Library APIs (for batch work)

• RDKit — the open-source standard for cheminformatics. Chem.MolFromSmiles() parses; Chem.MolToSmiles() emits canonical. Robust handling of edge cases, free, well-documented. RDKit
• Open Babel — cross-format converter; SMILES is one of many formats. Useful when converting between SMILES, MOL, SDF, PDB, etc. Open Babel
• ChemAxon JChem — commercial library with strong SMILES extensions and stereochemistry handling. The right choice for enterprise workflows that need vendor support.

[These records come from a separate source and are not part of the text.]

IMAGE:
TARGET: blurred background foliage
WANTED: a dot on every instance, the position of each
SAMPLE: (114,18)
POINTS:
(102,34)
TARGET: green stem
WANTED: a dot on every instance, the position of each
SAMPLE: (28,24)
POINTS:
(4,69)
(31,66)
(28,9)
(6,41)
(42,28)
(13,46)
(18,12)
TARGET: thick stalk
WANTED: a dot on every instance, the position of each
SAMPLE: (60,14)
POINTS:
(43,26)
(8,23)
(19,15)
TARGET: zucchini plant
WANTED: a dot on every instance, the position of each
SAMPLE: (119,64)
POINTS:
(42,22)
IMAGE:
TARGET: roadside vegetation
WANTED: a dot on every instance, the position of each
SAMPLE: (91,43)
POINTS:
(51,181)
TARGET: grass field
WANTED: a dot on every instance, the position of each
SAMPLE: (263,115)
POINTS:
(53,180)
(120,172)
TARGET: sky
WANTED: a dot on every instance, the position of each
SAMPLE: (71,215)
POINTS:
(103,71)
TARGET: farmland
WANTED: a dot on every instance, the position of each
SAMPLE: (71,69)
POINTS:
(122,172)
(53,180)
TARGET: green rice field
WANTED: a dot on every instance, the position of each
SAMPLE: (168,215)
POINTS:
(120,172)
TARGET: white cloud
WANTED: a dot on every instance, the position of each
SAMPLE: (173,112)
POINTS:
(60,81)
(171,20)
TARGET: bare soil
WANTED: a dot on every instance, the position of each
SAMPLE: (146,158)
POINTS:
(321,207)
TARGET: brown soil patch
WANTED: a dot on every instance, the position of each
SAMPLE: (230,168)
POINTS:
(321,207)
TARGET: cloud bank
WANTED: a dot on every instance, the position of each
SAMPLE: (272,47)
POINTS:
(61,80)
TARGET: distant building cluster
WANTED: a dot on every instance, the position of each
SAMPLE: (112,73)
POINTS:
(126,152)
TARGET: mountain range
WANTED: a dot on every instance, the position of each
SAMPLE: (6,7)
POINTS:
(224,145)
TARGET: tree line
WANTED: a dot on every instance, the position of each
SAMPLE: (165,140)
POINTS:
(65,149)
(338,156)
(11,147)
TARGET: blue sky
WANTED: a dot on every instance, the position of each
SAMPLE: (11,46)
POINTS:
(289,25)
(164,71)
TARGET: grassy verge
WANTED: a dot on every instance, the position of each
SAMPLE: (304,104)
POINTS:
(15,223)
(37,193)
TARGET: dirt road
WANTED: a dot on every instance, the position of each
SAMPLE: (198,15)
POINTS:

How to debug a SMILES that “looks wrong”

When a SMILES converter renders something different from what you expected, the cause is almost always one of four things:

1. Implicit hydrogens differ from intended. The parser fills in Hs to satisfy standard valence; if your intent was a non-standard species (a radical, a hypervalent atom), bracket the atom and specify Hs explicitly.
2. Aromatic perception mismatch. The input has Kekulé bonds in a system the output writer treats as aromatic, or vice versa. The drawn structure is chemically correct but visually different from your input.
3. Stereochemistry stripped or reinterpreted. The chirality markers in the input were ambiguous (e.g., not enough explicit neighbors for the parser to assign), and the parser dropped them on output.
4. Charge or radical not specified. The input was a bare atom symbol where a bracketed atom was needed; the parser assumed neutral, and the output is the neutral form.

The fastest debug move: paste the SMILES into RDKit, get the canonical form, and compare. If RDKit’s canonical SMILES differs from yours in a way that matters (atom count, charge, stereochemistry), the original string was ambiguous or non-standard. If it differs only in atom ordering, the structures are identical and the “wrong” rendering was a canonicalization difference.

For chemists who use SMILES routinely, the time-saving move is to keep both your input SMILES and the canonical form on hand — one for human reading, the other for tool interchange. Most published procedures cite SMILES in the supporting information for exactly this reason: the structure is unambiguous, the reader does not have to retype, and any tool can pick up where the paper left off.